= Modified Richardson iteration =

Iterative method used to solve a linear system of equations

Modified Richardson iteration is an iterative method for solving a system of linear equations. Richardson iteration was proposed by Lewis Fry Richardson in work that was published in 1911. It is similar to the Jacobi and Gauss–Seidel method.

We seek the solution to a set of linear equations, expressed in matrix terms as

$$A x = b.$$

The Richardson iteration is

$$x^{(k+1)} = x^{(k)} + \omega \left( b - A x^{(k)} \right),$$

where $\omega$ is a scalar parameter that has to be chosen such that the sequence $x^{(k)}$ converges.

It is easy to see that the method has the correct fixed points, because if it converges, then $x^{(k+1)} \approx x^{(k)}$ and $x^{(k)}$ has to approximate a solution of $A x = b$.

== Convergence ==

Subtracting the exact solution $x$, and introducing the notation for the error $e^{(k)} = x^{(k)} - x$, we get the equality for the errors

$$e^{(k+1)} = e^{(k)} - \omega A e^{(k)} = \left(I - \omega A\right) e^{(k)}.$$

Thus,

$$\left\|e^{(k+1)}\right\| = \left\|\left(I - \omega A\right) e^{(k)}\right\| \leq \left\|I - \omega A\right\| \left\|e^{(k)}\right\|,$$

for any vector norm and the corresponding induced matrix norm. Thus, if $\|I-\omega A\| < 1$, the method converges.

Suppose that $A$ is symmetric positive definite and that $(\lambda_j)_j$ are the eigenvalues of $A$. The error converges to $0$ if $| 1 - \omega \lambda_j | < 1$ for all eigenvalues $\lambda_j$. If, e.g., all eigenvalues are positive, this can be guaranteed if $\omega$ is chosen such that $0 < \omega < \omega_\text{max}\,, \ \omega_\text{max}:= 2/\lambda_{\text{max}}(A)$. The optimal choice, minimizing all $| 1 - \omega \lambda_j |$, is $\omega_\text{opt} := 2/(\lambda_\text{min}(A) + \lambda_\text{max}(A))$, which gives the simplest Chebyshev iteration. This optimal choice yields a spectral radius of
$$\min_{\omega\in (0,\omega_\text{max}) } \rho \left(I - \omega A\right)
  = \rho \left(I - \omega_\text{opt} A\right)
  = 1 - \frac{2}{\kappa(A)+1} \,,$$
where $\kappa(A)$ is the condition number.

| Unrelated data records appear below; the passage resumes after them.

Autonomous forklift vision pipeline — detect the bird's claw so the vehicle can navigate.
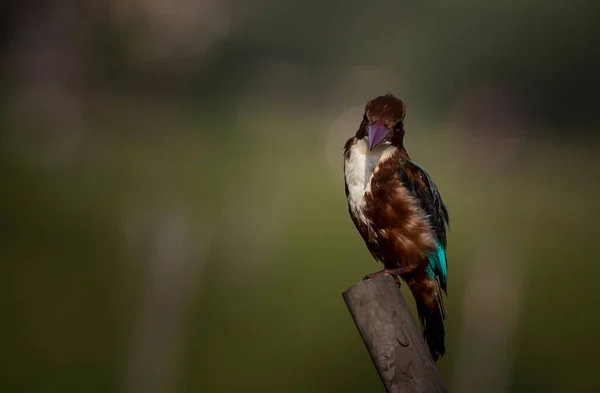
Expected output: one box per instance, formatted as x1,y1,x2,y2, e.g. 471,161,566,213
363,267,410,284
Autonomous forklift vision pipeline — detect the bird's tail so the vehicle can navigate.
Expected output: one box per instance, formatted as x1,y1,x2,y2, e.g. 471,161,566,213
408,278,446,361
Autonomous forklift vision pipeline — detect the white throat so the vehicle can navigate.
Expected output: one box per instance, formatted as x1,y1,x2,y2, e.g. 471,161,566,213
344,138,396,222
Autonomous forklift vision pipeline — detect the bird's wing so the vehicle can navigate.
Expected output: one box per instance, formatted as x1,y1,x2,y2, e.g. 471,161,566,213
398,161,450,291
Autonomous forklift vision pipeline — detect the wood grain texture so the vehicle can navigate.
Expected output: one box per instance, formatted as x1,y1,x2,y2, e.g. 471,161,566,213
342,274,447,393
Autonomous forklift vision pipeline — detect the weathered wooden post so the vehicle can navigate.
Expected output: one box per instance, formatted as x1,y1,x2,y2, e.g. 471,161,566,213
342,274,447,393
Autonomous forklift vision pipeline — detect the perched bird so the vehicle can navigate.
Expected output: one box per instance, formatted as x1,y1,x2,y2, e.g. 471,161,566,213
344,94,449,361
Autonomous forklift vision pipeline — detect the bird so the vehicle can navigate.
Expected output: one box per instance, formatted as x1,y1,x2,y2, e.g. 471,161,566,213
344,93,450,362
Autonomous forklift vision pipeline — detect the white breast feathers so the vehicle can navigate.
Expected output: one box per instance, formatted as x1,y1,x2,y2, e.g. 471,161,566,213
344,138,396,222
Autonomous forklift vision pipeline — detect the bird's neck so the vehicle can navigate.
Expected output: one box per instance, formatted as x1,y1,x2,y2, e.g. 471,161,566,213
393,144,410,161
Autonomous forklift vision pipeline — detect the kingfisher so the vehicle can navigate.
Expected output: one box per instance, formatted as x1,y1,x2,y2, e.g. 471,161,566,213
344,94,450,361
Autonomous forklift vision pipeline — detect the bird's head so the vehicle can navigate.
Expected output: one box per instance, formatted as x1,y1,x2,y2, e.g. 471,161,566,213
357,94,406,150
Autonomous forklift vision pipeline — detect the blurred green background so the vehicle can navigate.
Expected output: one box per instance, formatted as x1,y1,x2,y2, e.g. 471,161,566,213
0,0,600,393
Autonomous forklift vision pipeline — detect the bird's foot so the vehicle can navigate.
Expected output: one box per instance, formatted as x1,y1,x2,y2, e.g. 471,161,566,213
363,267,412,284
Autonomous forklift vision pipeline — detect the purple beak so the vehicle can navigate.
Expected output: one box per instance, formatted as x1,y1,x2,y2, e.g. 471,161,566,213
367,120,390,150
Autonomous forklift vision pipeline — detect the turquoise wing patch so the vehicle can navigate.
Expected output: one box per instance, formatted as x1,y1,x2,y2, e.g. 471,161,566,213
427,237,448,291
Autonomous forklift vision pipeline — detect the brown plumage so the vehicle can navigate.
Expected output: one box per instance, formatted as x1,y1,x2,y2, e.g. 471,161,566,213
344,94,448,359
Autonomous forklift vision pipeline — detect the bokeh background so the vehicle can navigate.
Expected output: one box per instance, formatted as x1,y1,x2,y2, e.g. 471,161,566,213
0,0,600,393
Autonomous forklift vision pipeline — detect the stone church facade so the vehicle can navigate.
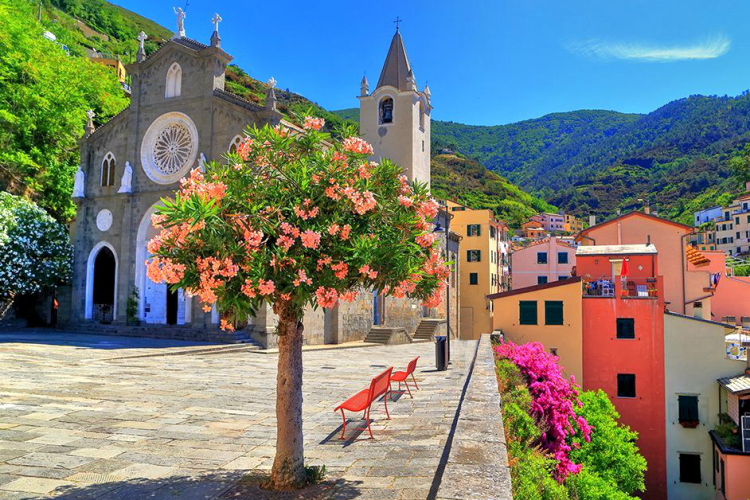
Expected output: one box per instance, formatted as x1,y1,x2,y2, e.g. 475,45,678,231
60,23,444,346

If there are both positive and negative eigenvalues, the method will diverge for any $\omega$ if the initial error $e^{(0)}$ has nonzero components in the corresponding eigenvectors.

== Equivalence to gradient descent ==
Consider minimizing the function $F(x) = \frac{1}{2} \left\|\tilde{A}x - \tilde{b}\right\|_2^2$. Since this is a convex function, a sufficient condition for optimality is that the gradient is zero ($\nabla F(x) = 0$) which gives rise to the equation
$$\tilde{A}^T \tilde{A} x = \tilde{A}^T\tilde{b}.$$

Define $A = \tilde{A}^T\tilde{A}$ and $b = \tilde{A}^T\tilde{b}$.
Because of the form of A, it is a positive semi-definite matrix, so it has no negative eigenvalues.

A step of gradient descent is
$$x^{(k+1)} = x^{(k)} - t \nabla F(x^{(k)}) = x^{(k)} - t \left( Ax^{(k)} - b \right)$$
which is equivalent to the Richardson iteration by making $t=\omega$.